“Grandma’s Village, Biscoitos,”(1991)
Symbolizes the Azorean work ethnic of seventeen Azoreans working, including several toiling in the foreground in a grape harvest; and other trabalhadors in and around the houses doing daily chores like sweeping out their dirt floors, hoeing, milking a cow, carrying a vegetables from a garden, an oxcart going down a path, and a man on burro back with milk cans. This was one of seventeen canvases that was a part of THE catalogued show in 1991 called “To the Azores and Back Again: In Poetry and Painting”.
[click to enlarge]
God Bless the Azorean Immigrants
God bless the Azorean immigrants
who leave behind their black lava shores;
their courage must match their vision
when they arrive at Ellis Island’s doors.
It’s the same old desperate story:
borrow the passage money,
go in debt to finally be free—
milk those cows; stack that hay;
and put more pride into the family tree.
My grandmother, Maria Cordeiro
wasn’t afraid to speak at first
when she told her Mama of her American dream;
but when a hard wooden shoe came
flying across the room directly at her
it was all she could do to jump and scream.
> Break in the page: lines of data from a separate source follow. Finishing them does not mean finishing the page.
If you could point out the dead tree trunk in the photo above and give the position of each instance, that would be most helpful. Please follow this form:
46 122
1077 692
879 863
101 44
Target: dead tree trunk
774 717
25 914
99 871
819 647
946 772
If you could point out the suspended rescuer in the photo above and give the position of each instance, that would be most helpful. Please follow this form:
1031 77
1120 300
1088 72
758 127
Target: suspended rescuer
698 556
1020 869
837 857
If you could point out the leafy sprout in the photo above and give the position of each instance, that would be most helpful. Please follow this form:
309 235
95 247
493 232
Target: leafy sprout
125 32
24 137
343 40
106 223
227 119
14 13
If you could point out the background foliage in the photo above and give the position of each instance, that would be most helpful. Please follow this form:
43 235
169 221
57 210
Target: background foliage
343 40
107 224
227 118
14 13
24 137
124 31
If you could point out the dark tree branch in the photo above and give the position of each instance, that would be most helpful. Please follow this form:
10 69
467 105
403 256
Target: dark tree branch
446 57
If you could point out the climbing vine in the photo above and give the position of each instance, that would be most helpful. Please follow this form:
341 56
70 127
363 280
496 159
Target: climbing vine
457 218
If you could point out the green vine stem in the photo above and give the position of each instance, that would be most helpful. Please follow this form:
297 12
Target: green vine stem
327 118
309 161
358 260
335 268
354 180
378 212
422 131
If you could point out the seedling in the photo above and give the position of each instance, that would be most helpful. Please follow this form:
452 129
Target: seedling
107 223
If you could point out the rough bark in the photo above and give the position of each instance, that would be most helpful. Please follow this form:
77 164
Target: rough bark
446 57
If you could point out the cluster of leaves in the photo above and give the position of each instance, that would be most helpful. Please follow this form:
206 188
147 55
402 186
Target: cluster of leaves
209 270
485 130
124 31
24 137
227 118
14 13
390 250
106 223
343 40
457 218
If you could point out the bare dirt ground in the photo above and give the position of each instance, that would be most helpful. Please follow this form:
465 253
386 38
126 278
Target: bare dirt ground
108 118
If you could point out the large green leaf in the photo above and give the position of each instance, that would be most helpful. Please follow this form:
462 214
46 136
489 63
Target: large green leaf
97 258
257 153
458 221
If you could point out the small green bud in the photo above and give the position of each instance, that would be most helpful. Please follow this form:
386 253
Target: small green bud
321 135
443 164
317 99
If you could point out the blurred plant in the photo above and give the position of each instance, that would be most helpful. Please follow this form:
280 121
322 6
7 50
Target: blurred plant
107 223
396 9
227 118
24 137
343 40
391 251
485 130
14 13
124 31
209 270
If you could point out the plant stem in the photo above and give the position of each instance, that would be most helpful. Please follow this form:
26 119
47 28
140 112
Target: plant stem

She kept a long secret silence with her mother,
and she convinced her father to buy her ticket
on that great boat across the Atlantic ocean.
He understood the dream in her heart
was much more than a mere childhood notion.
Oh we put our nose to the grindstone
so our children would share the gifts of our truths;
and now our offspring are pillars of a community
with strong and lasting Portuguese roots.